Inverse Square Law & Energy Dispersion - Question Explained

[jlenard]

Inverse square law ?

Does anyone have an absolute basic understanding of "first order principles of energy dispersion"

(A) Energy from a point source disperses spherically at the inverse square law.
(B) Energy from an infinite line source disperses cylindrically at ½ inverse square law.

Question?
What is the energy dispersion from a finite line source?
Can the question be explained with elementry geometry?

Measured 90deg from center of line source, at distance x, where transition from ½ inverse square law, back to inverse square law, takes place.

Can anyone throw 'light' on this question without diversions?
1 First order principles only.
2 In space, zero boundaries.
3 Line length magnitudes greater than any wavelength of energy dispersed.

Thank you.

 

[HallsofIvy]

It's not at all clear what you are asking. I don't know what you mean by "first order principles" or "zero boundaries".

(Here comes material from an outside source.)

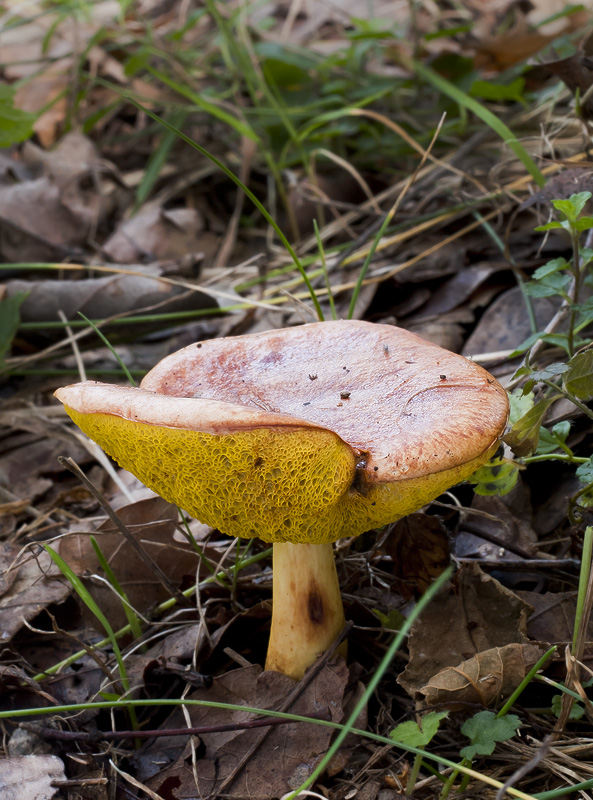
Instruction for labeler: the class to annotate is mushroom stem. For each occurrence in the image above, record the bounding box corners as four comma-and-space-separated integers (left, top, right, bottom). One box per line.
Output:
266, 542, 345, 680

Also "Measured 90deg from center of line source, at distance x, where transition from ½ inverse square law, back to inverse square law, takes place. " makes no sense. There is no such "transition".

It is possible to find the energy dispersion from a finite line source but very difficult (and might require a numerical integration). Working with either a point source or an infinite line source, we can use symmetry to reduce the problem to a single variable: the distance from the point and the distance from the line, respectively. With a finite line source, that is not possible: you have to keep all three coordinates as variables.

If your question, that I quoted above, applies to the finite line source, then, while there still is not definable distance where a "transition" occurs, it is true that very close to the line (close enough that the particle can't "see" the endpoints and so the line "looks" infinite) the field will be approximately that of an infinite line source. Also very, very far from the line (so that the finite line "looks" like a single point) the field will be approximately that of a point source.

There is still no "transition" distance because:
1) Even those extremes are only approximately like an infinite line or a point source.
2) For "almost all" of space neither of those are even approximately true. The "transition" occurs just about everywhere!

 

[HallsofIvy]

Actually, an "inverse square law" is just a "conservation" law. If you have something (gravity, light, electrons, space aliens) moving in 3 dimensions from a central point as long as the total measure remains the same ("conservation") the density must be "inverse square" of the distance. That's simply because the area they must cover increases as the square.

One of my teachers had a "paint-gun" that sprayed paint on surfaces at different distances. It had 4 rods running out from the barrel, holding targets at two different distances. The first target was 1 decimeter by 1 decimeter. The second target, at twice the distance was 2 decimeters by 2 decimeters and so was 4 times the area. In fact, it was divided into 4 sections of exactly the same size as the first target. It was easy to show, by "similar triangles", that the second target must be four times the size of the first target and that, in general, multiplying the distance by "x" multiplies the area by "x²". Of course, since the same amount of paint was spread over an area x² times as great, its thickness was 1/x² as great.

If, on the other hand, you have an infinite line source, you take it that your paint (or light, or energy, or whatever) is spreading out in a cylinder. The area of the surface of any "sub"-cylinder is 2πrh (h is the height of the cylinder which does not change. 2&pir is, of course, the circumference of the expanding circle.) Since the area increases as r, the density of the paint (intensity of light, energy, etc.) decreases as 1/r so that the same amount is spread uniformly over the larger area.

"(B) Energy from an infinite line source disperses cylindrically at ½ inverse square law. "

No, that's wrong. It disperses as a 1/r law.